L'ONG Human Rights Watch a dénoncé jeudi de «nombreux» viols commis au Kenya, notamment par les forces de sécurité, durant un feuilleton électoral de près de quatre mois émaillé de violences et marqué par l'invalidation en justice d'un scrutin présidentiel.

«Environ la moitié des femmes interrogées ont dit avoir été violées par des policiers ou des hommes en uniforme», a indiqué HRW dans un rapport, précisant avoir mené des entretiens avec 65 femmes, trois mineures et trois hommes ayant subi des agressions sexuelles de diverses natures.

«D'autres survivants disent avoir été violés par des civils», a assuré HRW, soulignant que le but de son rapport n'est pas d'établir une liste exhaustive des cas de violences sexuelles, mais d'illustrer cette triste tendance par quelques exemples documentés en détail.

La moitié des viols recensés dans ce rapport sont des viols collectifs, a ajouté l'ONG, selon laquelle «de nombreuses attaques ont été accompagnées d'actes de torture et de violences physiques, alors que certains assaillants ont soumis leurs victimes par des menaces verbales ou en pointant vers elles leurs fusils ou leurs couteaux».

«Les assaillants ont également violenté les enfants ou les époux des femmes durant certaines attaques», a précisé la même source, soulignant que «les récentes élections kényanes ont été marquées par des violences et de graves violations des droits de l'homme, surtout dans des bastions de l'opposition», dans l'ouest du pays, dans les bidonvilles de Nairobi et sur la côte kényane.

Dans son rapport, l'ONG dénonce de manière plus générale le comportement de la police durant la longue période électorale kényane, notamment «l'usage excessif de la force contre des manifestants, les meurtres, passages à tabac et membres coupés d'individus, ainsi que le pillage et la destruction de biens».

Le chef de la police kényane Joseph Boinnet a réagi en qualifiant les accusations de viols de «tissu de mensonges».

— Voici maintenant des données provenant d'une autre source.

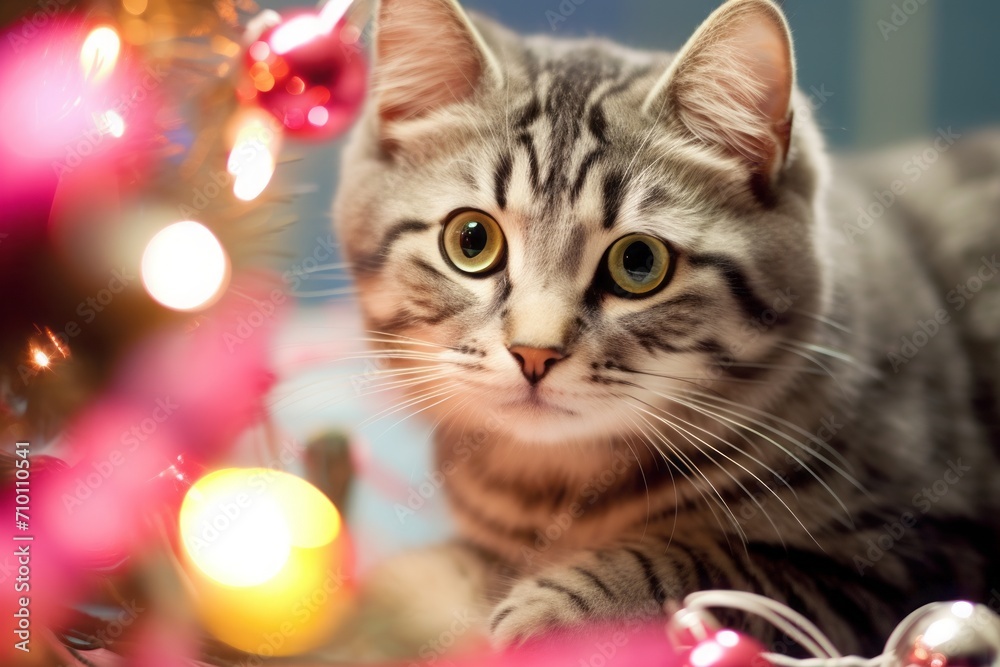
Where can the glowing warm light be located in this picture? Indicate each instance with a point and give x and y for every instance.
(303, 29)
(962, 609)
(184, 267)
(110, 122)
(100, 53)
(40, 358)
(253, 158)
(236, 538)
(318, 116)
(706, 654)
(258, 543)
(940, 631)
(134, 6)
(259, 50)
(727, 638)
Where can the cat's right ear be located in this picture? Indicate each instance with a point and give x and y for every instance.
(731, 85)
(428, 55)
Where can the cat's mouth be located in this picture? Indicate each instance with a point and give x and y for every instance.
(533, 402)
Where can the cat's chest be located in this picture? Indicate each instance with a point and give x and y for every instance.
(534, 512)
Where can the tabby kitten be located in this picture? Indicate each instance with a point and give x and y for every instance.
(625, 287)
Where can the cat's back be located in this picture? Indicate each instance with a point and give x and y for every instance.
(939, 198)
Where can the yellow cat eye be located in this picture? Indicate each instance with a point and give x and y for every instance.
(638, 264)
(473, 242)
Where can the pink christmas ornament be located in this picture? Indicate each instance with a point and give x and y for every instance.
(309, 72)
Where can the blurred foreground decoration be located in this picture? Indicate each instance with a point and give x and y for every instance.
(137, 238)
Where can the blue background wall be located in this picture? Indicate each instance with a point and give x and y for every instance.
(939, 69)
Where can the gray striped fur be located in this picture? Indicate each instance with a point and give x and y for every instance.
(749, 426)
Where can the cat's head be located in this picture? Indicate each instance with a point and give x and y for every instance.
(570, 236)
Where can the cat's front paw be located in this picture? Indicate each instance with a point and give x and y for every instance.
(536, 607)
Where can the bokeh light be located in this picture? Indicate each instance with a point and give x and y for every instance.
(111, 122)
(253, 159)
(184, 267)
(41, 359)
(235, 536)
(267, 558)
(100, 53)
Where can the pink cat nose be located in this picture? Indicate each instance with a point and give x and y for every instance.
(535, 362)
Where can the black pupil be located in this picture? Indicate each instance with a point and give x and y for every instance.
(638, 261)
(472, 239)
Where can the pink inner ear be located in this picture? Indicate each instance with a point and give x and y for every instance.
(427, 58)
(772, 65)
(732, 87)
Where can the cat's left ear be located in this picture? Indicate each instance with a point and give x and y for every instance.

Au moins 58 personnes ont été tuées entre le 8 août et fin novembre dans les violences ayant accompagné le processus électoral, en grande majorité dans la répression de manifestations de l'opposition par la police, selon un comptage de l'AFP.

HRW a regretté jeudi l'impunité dont bénéficient les forces de police et le refus de nombreux agents d'enregistrer les plaintes contre leurs collègues.

Regrettant que de très nombreuses violations des droits de l'Homme par la police lors des violences ayant suivi la présidentielle de 2007 (1100 morts) soient restées impunies, HRW a appelé le gouvernement à enquêter sérieusement, cette fois-ci, sur les crimes commis par ses forces de l'ordre.

Le Kenya est sorti extrêmement polarisé du dernier processus électoral présidentiel, qui lui a rappelé ses profondes divisions ethniques, géographiques et sociales et a notamment été marqué par l'invalidation en justice de la réélection du président Uhuru Kenyatta à l'élection du 8 août.

L'opposant Raila Odinga a ensuite boycotté le nouveau scrutin, organisé le 26 octobre et dont M. Kenyatta est sorti vainqueur avec 98 % des voix. Une victoire toutefois ternie par la faible participation (39 %), principalement en raison du boycottage de l'opposition.